The Connection Between HBCUs and Negro Spirituals


Negro spirituals are a type of folk genre that was born during the enslavement of African Americans. African culture and the Great Englightenment heavily influenced Black spirituals. Negro spirituals were a way for enslaved African Americans to remain connected to their African ancestry and culture while embracing aspects of their new reality. Once the enslaved population was free, the negro spiritual continued, mainly because of the different singing groups at various HBCUs.

The Fisk Jubilee Singers were a popular singing group at Fisk University who preserved the tradition of ‘slave songs’ or spirituals as we know them today. The group was formed in 1871 and toured the country and internationally to raise money for the University. Unfortunately, many Black Americans associated Negro spirituals with slavery. Therefore, they believed they should remain in the past. Still, the Jubilee singers convinced many Black Americans and much of the world that spirituals were vital for African American history and should be preserved. The Fisk Jubilee singers continue the tradition of singing spirituals to this day.


The Hampton singers were another HBCU singing group formed in 1873 who toured the country and abroad singing negro spirituals to raise money for Hampton University.
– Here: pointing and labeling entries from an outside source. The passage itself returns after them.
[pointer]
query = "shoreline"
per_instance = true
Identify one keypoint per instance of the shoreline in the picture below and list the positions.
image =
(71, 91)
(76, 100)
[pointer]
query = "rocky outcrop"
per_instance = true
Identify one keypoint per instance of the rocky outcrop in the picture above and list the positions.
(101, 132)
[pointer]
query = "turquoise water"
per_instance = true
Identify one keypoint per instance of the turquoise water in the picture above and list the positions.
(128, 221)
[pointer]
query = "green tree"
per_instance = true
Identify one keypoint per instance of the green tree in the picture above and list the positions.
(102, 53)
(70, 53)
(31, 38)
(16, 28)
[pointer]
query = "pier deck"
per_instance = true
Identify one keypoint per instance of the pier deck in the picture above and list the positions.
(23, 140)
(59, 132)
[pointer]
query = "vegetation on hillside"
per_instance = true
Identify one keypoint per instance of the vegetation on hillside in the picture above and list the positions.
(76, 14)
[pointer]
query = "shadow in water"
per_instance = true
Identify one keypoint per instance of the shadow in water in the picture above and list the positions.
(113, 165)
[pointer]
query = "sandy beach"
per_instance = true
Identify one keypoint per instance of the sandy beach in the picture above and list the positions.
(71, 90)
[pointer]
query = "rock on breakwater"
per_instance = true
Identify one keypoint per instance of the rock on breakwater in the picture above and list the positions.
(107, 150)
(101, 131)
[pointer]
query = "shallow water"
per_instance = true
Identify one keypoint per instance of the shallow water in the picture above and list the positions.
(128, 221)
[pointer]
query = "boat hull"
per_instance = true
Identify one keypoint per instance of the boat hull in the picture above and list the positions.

The Jubilee and Hampton singers preserved a connection between African Americans and the tradition of slave songs. However, they were unique as they did not perform a minstrelsy of African American music. Instead, they sincerely presented Negro Spirituals as an essential part of American history and culture.


The Jubilee Singers and Hampton singers were the first groups to perform spirituals in concert halls. Because of them, classical composers further arranged spirituals, and classically trained singers included spirituals in their repertoires, and their spotlight in large concert halls continued.